Substituir TSU por aumento no tabaco vai aumentar criminalidade

12-04-2013 14:08

O presidente da Associação de Grossistas de Tabaco do Sul, João Passos, defendeu, esta segunda-feira, que um aumento da taxa sobre tabaco levará, provavelmente, à redução das receitas fiscais do Estado e ao crescimento do contrabando e da criminalidade.

A proposta de aumento da taxa sobre o tabaco em 30%, que deverá ser apresentada, esta segunda-feira, ao Governo pela Confederação das Empresas (CIP) como forma de substituir a receita da Taxa Social Única (TSU) anunciada recentemente pelo Governo, é vista com ceticismo pelo presidente da Associação de Grossistas.

"Numa primeira análise, é natural que os impostos sobre o tabaco aumentem todos os anos. Não faço ideia é em que medida isto possa compensar as outras receitas que o Governo não vai obter, uma vez que suponho que o aumento dos impostos sobre os produtores de tabaco já estivesse nas previsões, na linha do que tem sido prática", disse à agência Lusa João Passos.

Segundo o responsável dos grossistas, os aumentos da carga fiscal sobre os cigarros - a maior fatia de consumo no setor do tabaco - costumam conduzir a uma diminuição da carga fiscal.

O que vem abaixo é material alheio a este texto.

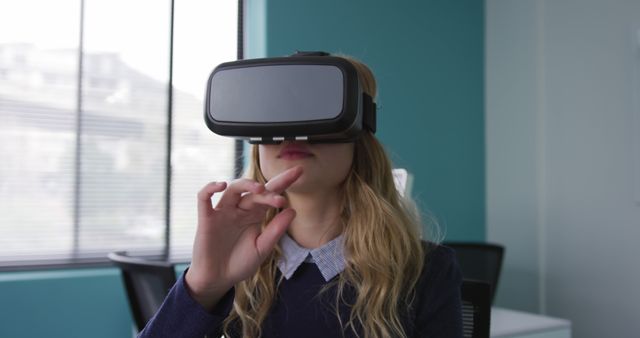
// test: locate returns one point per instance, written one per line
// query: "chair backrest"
(476, 309)
(480, 261)
(147, 283)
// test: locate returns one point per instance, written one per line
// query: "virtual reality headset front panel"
(301, 97)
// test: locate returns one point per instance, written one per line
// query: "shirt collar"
(329, 258)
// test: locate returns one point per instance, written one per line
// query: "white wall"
(562, 158)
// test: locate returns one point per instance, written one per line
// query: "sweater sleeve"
(181, 316)
(439, 312)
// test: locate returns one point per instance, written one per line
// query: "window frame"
(92, 261)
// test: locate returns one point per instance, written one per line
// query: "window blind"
(84, 118)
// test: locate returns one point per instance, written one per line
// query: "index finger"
(283, 180)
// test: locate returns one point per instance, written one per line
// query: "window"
(88, 125)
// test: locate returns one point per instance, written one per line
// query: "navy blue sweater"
(300, 310)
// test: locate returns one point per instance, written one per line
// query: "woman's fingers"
(251, 201)
(204, 195)
(273, 231)
(283, 180)
(236, 190)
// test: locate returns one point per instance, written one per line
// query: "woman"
(315, 242)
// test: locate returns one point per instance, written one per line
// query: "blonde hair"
(383, 251)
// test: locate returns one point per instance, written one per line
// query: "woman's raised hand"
(230, 244)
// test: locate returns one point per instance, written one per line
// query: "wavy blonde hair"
(383, 251)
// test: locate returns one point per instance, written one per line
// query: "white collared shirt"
(329, 258)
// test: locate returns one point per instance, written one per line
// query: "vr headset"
(309, 96)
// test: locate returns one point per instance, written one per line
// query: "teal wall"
(64, 303)
(428, 57)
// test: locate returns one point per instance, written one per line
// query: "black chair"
(476, 309)
(147, 283)
(480, 261)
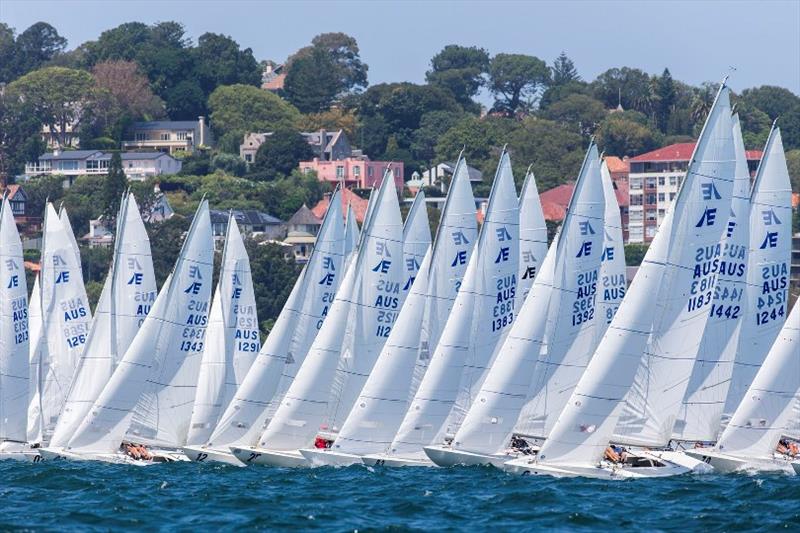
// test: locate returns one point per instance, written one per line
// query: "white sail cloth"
(128, 294)
(14, 331)
(158, 373)
(587, 423)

"Os produtores de tabaco já têm uma incidência fiscal de perto dos 80%, portanto, qualquer aumento que se verifique tem sempre consequências, nomeadamente no desequilíbrio hipotético relativamente à carga fiscal espanhola sobre o tabaco", referiu.

Se este desequilíbrio se verificar, avisa João Passos, "é expectável um incremento da entrada ilícita de tabaco de Espanha, ou seja, sem pagar impostos, como já se verificou em anos anteriores, o que vai, naturalmente, conduzir a uma diminuição da carga fiscal arrecadada".